In consolidated income statements for health systems, or at the parent company level, the determination on how to report bad debt would be "an accounting policy election." "If health systems are going to issue consolidated financial statements, they can make a policy election of whether they want to show some bad debt as an offset to revenue [for hospitals] or as an operating expense [for ASCs]," Mr. Grigg says. "It must be disclosed in the footnotes."
4. Ramifications. If hospitals, ASCs and other healthcare providers incorrectly report their bad debt in upcoming fiscal years, there could be some unfavorable consequences.
"The ramifications [of not following the guidance] are that astute lenders would question your financial acumen," Mr. Grigg says. "Second, this would affect comparability. If you have a chain of ASCs, and you adopt this guidance when you shouldn't have, then all of a sudden, you have less operating expenses than other ASCs in the industry. That's going to look odd and could create benchmarking issues."
5. Ways to approach the guidance. Mr.
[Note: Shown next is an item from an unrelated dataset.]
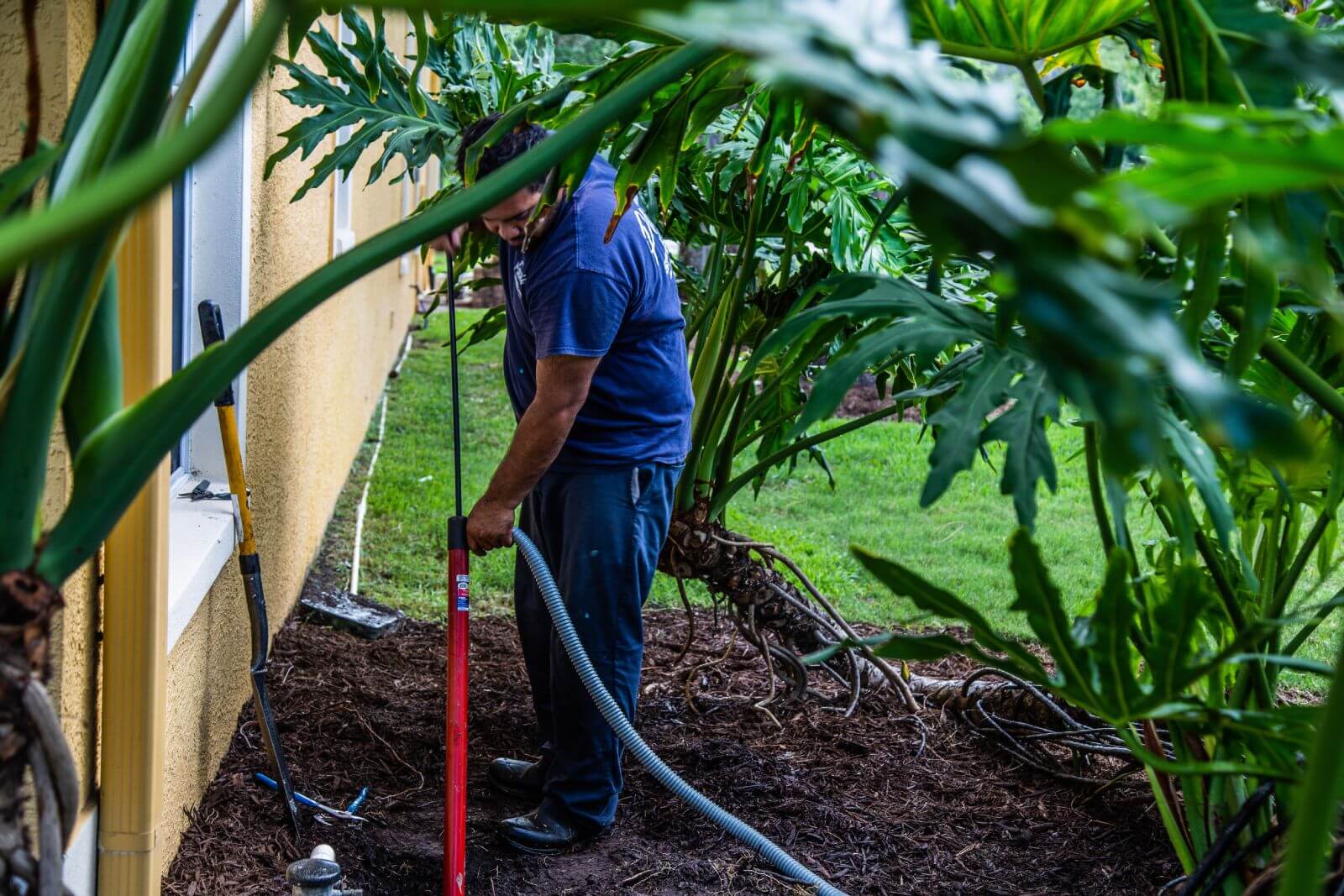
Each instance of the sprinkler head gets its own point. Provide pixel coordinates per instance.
(318, 875)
Grigg says there are three primary steps hospital financial leaders should follow to ensure their income statements are up-to-date with the bad debt guidance.
• Evaluate your methodologies to determine if patient services gross revenue, contractual allowances, charity care and bad debt can be tracked by payor for disclosure purposes.
• Prepare modified financial statements and disclosures for initial internal evaluation sooner rather than later.
• Figure out internal/external reporting indicators impacted by changes and discuss this guidance with oversight bodies, rating agencies and other regulatory entities.